- Potamia Location in Cyprus
- Coordinates: 35°2′31″N 33°26′42″E﻿ / ﻿35.04194°N 33.44500°E
- Country: Cyprus
- District: Nicosia District

Population (2001)
- • Total: 415
- Time zone: UTC+2 (EET)
- • Summer (DST): UTC+3 (EEST)

= Potamia, Cyprus =

Potamia (Ποταμιά; Potamya, Bodamya and Dereliköy) is a village in the north-east of Cyprus in the district of Nicosia, close to the Green Line separating it from the area of the breakaway, unrecognised Northern Cyprus. Together with Pyla and Rizokarpaso, Potamia forms one of the few remaining ethnically mixed communities in Cyprus, made up of Greek and Turkish Cypriots.

==History==
Here lie the remains of the Royal Residence of King Peter II (1369-1382), destroyed by the Saracens in 1426. When the site was visited by Rupert Gunnis in 1936, only a portion of the walls, a large vaulted room with fragments of frescoes, remained.

Prior to the inter-communal conflict, Greek junta coup and the Turkish invasion of Cyprus of 1974 the village had a Turkish-Cypriot majority. However, most Turkish Cypriots have subsequently emigrated to Northern Cyprus, and now the village is mostly inhabited by the remaining Greek-Cypriots. Nonetheless, the village has a history of co-existence between the two communities, and Greek and Turkish Cypriots still live side by side. Recently there has been some lobbying to convince Turkish Cypriots to return, and some have done so.

==Culture==
There is widespread bilingualism and cooperation between the two communities, and the village has both a Greek and a Turkish-Cypriot mayor who work together.
In line with the bi-communal character of the village, it is the home of Radio Potamia, an FM radio station that broadcasts equally in Greek and Turkish. These broadcasts reach both northern and southern Cyprus, with the stated aim of promoting mutual understanding and respect between the communities.

==The former Royal Palace==
Potamia was a Royal residence of the Lusignan Dynasty and was inhabited by the Queen of Cyprus, Catherine Cornaro.
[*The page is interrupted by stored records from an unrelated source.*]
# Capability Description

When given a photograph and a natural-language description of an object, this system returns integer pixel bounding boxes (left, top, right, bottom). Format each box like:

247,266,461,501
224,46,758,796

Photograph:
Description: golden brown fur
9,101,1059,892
The village which is in the near of the capital of Cyprus, Lefkosia is the place of a Palace of the Kings of Cyprus, which is still standing. In October 2011, the Cyprus Antiquities Department announced Caterina Cornaro's partially ruined summer palace in Potamia would be renovated in a one million euro restoration project, becoming a cultural centre. Today (2017) the palace still decays. Despoliations are known.

==Local Government Reform==

Following local government reform in 2024, Potamia was merged into the new municipality of South Nicosia-Idalion.